Everything else reasonably (and unreasonably) within reach of us was also closed so it was just a leisurely 12 hour drive that all went surprisingly smoothly really, stopping off for my favourite meal in the world – Quiznos, along the way.
Which then left us with 2 full days to enjoy this magnificence of a park. Good.
Day 7 – Dollywood
Pulled into what was soon proclaimed by us to be the world’s best car park. A quaint setting between the hills with gorgeous views and a couple of teasing glimpses of 2 of the main coasters testing.
The world’s friendliest tram staff pick you up from cutely named stops (C for Cotton Candy) and take you to the entrance, telling you everything you need to know and more, including the fact that there’s a phone number to call if you have minor car issues when leaving and that the park will send someone to come and help you out. How awesome is that?
Didn’t know anything (or care) about the logistics of navigating this park other than thinking Lightning Rod is in an area with some buildings and breaks down a lot.
Straight to the Rod then.
We were fortunate enough to catch this ride on 2 consecutive days of zero down time and zero queue, racking up
about (who am I kidding?) exactly 20 laps in total. And what a ride.

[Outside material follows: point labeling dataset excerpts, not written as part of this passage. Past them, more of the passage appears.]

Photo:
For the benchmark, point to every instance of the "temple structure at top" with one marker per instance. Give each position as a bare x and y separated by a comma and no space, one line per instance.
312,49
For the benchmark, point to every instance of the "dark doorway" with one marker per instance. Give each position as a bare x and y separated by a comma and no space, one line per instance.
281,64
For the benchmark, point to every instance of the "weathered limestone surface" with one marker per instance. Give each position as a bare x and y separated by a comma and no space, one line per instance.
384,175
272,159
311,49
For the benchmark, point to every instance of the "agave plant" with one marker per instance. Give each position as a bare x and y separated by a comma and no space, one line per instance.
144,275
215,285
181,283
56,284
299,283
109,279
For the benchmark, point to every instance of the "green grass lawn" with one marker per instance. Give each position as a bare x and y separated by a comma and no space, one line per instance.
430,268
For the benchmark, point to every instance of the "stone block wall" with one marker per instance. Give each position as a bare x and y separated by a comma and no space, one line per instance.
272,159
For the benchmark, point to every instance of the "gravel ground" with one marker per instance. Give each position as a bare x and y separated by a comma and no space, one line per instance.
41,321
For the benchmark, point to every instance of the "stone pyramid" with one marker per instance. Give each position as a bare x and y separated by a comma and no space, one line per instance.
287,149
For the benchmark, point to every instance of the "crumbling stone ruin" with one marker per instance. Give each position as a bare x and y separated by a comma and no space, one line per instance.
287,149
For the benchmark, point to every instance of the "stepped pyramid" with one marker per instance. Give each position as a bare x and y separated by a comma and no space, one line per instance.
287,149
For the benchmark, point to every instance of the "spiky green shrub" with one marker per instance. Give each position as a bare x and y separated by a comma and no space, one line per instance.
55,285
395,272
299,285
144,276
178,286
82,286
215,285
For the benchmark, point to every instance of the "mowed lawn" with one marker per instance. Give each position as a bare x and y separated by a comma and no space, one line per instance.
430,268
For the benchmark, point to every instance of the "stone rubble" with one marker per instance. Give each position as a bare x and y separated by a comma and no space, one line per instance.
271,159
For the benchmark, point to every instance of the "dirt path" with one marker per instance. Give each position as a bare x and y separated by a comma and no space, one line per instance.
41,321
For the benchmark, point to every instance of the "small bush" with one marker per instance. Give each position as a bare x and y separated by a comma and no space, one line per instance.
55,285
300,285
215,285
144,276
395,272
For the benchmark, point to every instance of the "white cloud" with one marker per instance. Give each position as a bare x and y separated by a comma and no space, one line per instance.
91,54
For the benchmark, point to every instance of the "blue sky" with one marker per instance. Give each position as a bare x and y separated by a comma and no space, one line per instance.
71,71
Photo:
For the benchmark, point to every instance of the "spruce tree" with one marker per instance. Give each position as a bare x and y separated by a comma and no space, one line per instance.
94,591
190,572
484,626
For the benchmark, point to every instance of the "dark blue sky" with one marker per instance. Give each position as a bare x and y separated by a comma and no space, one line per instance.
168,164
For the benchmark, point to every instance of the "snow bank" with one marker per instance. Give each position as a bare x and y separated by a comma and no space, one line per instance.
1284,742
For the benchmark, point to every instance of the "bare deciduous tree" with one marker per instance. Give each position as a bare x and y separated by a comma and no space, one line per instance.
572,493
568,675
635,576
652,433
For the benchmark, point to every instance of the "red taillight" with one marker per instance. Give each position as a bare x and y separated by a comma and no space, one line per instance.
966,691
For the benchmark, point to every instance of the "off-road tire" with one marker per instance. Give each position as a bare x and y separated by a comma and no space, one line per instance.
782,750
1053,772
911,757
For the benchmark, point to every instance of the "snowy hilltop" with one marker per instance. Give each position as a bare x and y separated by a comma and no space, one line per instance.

I had extremely high expectations for this thing, not particularly down to its mostly universal praise and being the ‘best thing ever’ circa 0BS (Before SteVe), but more from the fact that I saw some construction bits about it (specifically concept art for the quad down) when I was much more novice at this game and it stirred a reaction in me that I haven’t really been able to replicate since.
Construction doesn’t generally excite me much, the concept of following things being built with great interest, then not bothering to ride them or care about what happens next is alien to me.
Lightning Rod was the rare exception. I saw an image of the famous quad down element and my jaw hit the floor. It made me shout “I need this in my life”, but due to various circumstances I always ended up somewhere else.
So that’s expectation context set up. I didn’t really know anything else about it other than launched lift and quad down.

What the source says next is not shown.